Blackcaps are looking forward to another clean sweep over the Tigers in the test series which will be started in a few hours in Wellington but Kiwi skipper, Kane Williamson didn’t forget to work harder as Bangladesh can bounce back anytime.
In a pre-match conference, Williamson said, ”Certainly throughout the white ball format, Bangladesh put us under pressure in every game and we were able to come through that and get the victories.”
He added, ”We’re certainly expecting that again.
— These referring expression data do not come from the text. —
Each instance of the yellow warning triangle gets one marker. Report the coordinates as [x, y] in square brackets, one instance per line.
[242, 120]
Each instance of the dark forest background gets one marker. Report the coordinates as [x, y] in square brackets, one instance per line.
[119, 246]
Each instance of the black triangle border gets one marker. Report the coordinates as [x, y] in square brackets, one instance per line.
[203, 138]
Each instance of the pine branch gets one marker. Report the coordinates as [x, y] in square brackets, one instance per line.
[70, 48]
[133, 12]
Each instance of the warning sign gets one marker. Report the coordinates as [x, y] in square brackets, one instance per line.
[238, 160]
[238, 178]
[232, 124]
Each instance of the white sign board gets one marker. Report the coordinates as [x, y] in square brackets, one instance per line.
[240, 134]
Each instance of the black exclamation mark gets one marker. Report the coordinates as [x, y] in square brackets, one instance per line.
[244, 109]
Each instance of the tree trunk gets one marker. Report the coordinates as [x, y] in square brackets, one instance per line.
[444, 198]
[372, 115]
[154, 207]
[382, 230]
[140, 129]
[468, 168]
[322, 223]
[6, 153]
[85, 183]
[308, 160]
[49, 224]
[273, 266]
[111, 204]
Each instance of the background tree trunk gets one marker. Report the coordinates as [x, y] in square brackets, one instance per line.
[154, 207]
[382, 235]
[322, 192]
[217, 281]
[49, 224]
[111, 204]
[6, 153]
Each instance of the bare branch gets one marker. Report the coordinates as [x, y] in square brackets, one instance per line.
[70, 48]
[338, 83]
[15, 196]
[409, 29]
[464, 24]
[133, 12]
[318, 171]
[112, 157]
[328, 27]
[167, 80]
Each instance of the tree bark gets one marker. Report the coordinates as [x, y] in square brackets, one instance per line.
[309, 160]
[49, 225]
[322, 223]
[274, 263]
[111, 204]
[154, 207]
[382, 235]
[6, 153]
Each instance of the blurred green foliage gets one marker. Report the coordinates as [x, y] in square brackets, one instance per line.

They’re an experienced side, have played all round the world, we know will provide a stiff challenge so important we looking to hit our straps early tomorrow.”
Meanwhile talking about the team combination, Williamson emphasized on keeping the same formation intact as New Zealand wants to built the perfect team combination before the South Africa series.
“We haven’t confirmed it yet, but it’s hard to see too many changes from our last Test,” captain Kane Williamson said on the eve of the Test, adding that Boult was getting back to his best form.
The left-arm fast bowler missed the second Test against Pakistan because of a knee injury but showed he had regained his express pace with deliveries in excess of 145 kilometres per hour (90mph) in the final Twenty20 against Bangladesh in Mount Maunganui on Sunday.
“Trent in the last T20 might have hit 145, 146 (kph) which is really promising,” Williamson said with Wellington’s Basin Reserve offering a green wicket and blustery conditions.
“We know when he’s bowling fast and swinging it for a long time he’s one of the best bowlers in the world. We’ll be hoping for more of that going into a lot of Test matches in the next wee while.”
However the form-line on the pitch is it often doesn’t play as seamer-friendly as it may appear. ”It’s looks fairly similar (to past Basin pitches),” Williamson said.
He added, ”Hopefully there’s pace and bounce and obviously (it will) do a bit early. It’s got that green tinge which is normal here at the Basin. It looks good surface.”
With a schedule that demands frequent transition between formats, and with a one-day series against Australia to follow the two Bangladesh Tests, Williamson is keen for his bowlers to adjust quickly to Test conditions.
“The South African series is around the corner but we’ve got two tough Test matches before then. We want to see improvements again, so that’s certainly the focus going into the first Test match tomorrow — make those adjustments against a strong Bangladesh side.”